Mais il y a beaucoup de cailloux qui sortent de pas mal de chaussures, dont certains sont aussi gros que des rochers. Comme celui-ci : Bergoglio a beaucoup voyagé mais n’a jamais voulu se rendre dans son Argentine natale, contrairement à ses deux prédécesseurs non italiens. Pourquoi ? Eh bien… attendons les cailloux.

Et aussi sa prédilection, quasi obsessionnelle, pour les « migrants » : quelque mauvaise langue insinue que, le déficit financier du Vatican étant grave, l’« accueil » servait au moins d’amortisseur. Les plus grosses offrandes, en effet, viennent des USA et de l’Allemagne, mais dans ce dernier pays, la fuite continuelle des fidèles taxés (en Allemagne, luthériens et catholiques paient un impôt à leurs confessions respectives), et la dérive pro-Woke de l’épiscopat ont mis le Vatican dans un dilemme inextricable ; les catholiques américains sont changeants, ils votaient à gauche mais votent maintenant à droite, donc insister encore sur l’« accueil » risque de contrarier Trump et Vance, que Prévost avait déjà critiqué à ce sujet.

Mais ça, c’est l’avenir.

Le passé, c’est au contraire, pour ceux qui ont des cailloux dans leurs chaussures, un pape populiste à l’extérieur et despotique à la maison, qui s’est entouré de bénis-oui-oui et a forcé les cardinaux à porter la Pachamama sur leurs épaules, travaillant à façonner une Église à son image et à sa ressemblance ; un « hôpital de campagne », en fait une ONG plus grande que les autres et avec de l’argent même de la part de ceux qui étaient d’un autre avis.

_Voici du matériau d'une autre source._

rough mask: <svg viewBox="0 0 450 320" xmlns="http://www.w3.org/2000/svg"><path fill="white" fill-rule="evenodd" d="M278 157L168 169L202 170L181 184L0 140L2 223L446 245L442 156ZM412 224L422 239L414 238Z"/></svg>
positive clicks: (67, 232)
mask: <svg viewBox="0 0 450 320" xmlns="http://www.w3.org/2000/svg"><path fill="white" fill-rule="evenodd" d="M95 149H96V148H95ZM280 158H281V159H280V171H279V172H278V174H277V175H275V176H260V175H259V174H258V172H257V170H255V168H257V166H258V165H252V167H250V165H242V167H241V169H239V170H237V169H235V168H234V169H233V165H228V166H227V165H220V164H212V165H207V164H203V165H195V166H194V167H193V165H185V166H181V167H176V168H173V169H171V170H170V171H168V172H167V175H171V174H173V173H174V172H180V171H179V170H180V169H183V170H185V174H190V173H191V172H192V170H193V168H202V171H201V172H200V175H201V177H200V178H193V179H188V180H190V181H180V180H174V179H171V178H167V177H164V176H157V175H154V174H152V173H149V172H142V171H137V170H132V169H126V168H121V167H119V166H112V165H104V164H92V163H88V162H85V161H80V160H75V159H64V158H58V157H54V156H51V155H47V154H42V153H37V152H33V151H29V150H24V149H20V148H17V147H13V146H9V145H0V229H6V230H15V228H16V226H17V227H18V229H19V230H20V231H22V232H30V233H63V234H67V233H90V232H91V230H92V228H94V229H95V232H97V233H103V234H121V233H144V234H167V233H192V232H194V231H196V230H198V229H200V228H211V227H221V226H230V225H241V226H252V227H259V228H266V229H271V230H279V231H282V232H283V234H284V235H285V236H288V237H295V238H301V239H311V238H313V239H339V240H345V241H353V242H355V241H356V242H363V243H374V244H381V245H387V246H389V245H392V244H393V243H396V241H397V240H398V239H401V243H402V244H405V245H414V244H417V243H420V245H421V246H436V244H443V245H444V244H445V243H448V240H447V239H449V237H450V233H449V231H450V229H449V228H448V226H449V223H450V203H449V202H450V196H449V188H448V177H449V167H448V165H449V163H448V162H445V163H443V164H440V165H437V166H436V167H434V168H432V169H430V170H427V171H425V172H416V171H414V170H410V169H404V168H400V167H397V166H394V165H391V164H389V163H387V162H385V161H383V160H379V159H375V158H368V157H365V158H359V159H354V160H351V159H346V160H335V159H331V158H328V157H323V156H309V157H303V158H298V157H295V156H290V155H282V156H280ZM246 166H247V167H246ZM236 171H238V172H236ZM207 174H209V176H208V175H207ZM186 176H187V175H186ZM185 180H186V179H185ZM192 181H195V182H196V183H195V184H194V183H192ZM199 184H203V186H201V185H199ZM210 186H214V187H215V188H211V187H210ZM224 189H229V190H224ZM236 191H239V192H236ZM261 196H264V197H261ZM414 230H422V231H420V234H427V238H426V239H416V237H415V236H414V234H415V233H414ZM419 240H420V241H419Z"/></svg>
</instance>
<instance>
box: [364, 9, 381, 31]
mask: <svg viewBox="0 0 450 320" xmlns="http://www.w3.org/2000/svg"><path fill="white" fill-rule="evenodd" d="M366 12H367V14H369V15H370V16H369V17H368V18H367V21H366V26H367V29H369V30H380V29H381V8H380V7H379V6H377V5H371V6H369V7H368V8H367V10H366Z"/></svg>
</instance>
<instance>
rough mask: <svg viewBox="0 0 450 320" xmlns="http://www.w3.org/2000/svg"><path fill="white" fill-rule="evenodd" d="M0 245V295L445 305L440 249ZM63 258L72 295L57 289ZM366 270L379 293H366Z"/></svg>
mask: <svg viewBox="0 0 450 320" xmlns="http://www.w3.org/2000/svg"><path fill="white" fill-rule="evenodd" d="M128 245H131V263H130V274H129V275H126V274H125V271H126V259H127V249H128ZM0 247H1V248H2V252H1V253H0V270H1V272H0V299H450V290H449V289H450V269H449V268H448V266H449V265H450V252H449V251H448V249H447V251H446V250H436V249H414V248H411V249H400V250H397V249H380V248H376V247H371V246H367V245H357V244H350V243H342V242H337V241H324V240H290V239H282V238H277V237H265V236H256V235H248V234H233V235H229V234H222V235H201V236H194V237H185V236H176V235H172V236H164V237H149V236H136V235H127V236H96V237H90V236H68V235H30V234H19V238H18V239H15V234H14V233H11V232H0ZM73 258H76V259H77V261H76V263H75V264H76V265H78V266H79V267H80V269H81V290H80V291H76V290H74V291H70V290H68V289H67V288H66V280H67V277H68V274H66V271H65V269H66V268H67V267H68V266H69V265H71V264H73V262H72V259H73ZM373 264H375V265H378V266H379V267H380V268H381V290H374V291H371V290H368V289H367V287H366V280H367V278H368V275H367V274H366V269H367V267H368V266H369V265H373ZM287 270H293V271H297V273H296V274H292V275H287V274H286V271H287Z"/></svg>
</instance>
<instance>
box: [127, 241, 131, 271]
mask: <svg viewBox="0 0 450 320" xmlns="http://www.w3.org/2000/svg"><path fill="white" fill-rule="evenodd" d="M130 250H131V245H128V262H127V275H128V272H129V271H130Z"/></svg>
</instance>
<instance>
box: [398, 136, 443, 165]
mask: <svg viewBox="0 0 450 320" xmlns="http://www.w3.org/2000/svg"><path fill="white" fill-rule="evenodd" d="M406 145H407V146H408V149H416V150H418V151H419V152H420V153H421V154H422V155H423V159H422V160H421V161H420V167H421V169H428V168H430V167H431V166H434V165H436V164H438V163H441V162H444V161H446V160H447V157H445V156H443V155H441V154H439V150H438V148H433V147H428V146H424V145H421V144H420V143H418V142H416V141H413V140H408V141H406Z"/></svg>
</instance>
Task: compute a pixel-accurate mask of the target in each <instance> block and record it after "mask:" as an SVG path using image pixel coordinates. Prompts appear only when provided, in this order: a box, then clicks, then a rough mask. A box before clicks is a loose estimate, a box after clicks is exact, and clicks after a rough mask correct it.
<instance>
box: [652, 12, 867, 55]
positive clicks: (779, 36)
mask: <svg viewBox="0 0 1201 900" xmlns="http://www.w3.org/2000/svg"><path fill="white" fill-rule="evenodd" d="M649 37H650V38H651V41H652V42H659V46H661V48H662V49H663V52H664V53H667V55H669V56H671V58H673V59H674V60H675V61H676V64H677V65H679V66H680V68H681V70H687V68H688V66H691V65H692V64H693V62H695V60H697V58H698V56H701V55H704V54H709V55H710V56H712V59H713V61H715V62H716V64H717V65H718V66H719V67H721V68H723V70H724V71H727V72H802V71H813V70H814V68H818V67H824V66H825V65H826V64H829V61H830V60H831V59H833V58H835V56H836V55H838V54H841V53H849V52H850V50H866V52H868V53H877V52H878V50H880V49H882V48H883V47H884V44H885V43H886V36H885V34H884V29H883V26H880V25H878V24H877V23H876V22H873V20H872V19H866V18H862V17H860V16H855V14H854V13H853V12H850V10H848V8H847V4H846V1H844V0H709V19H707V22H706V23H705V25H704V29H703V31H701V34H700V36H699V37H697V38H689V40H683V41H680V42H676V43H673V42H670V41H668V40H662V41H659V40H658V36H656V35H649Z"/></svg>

Le Pape Prevost, d’après ses premiers gestes, semble vouloir réparer (c’est-à-dire restaurer la beauté, comme disait Ratzinger) mais sans bousculer les choses pour ne pas paraître « conservateur ».

Certes, la situation générale n’est pas des meilleures, mais, comme le disait un Ratzinger souriant interrogé par un Messori inquiet, « l’Eglise n’est pas à moi, elle est à Jésus-Christ, il s’en occupera ».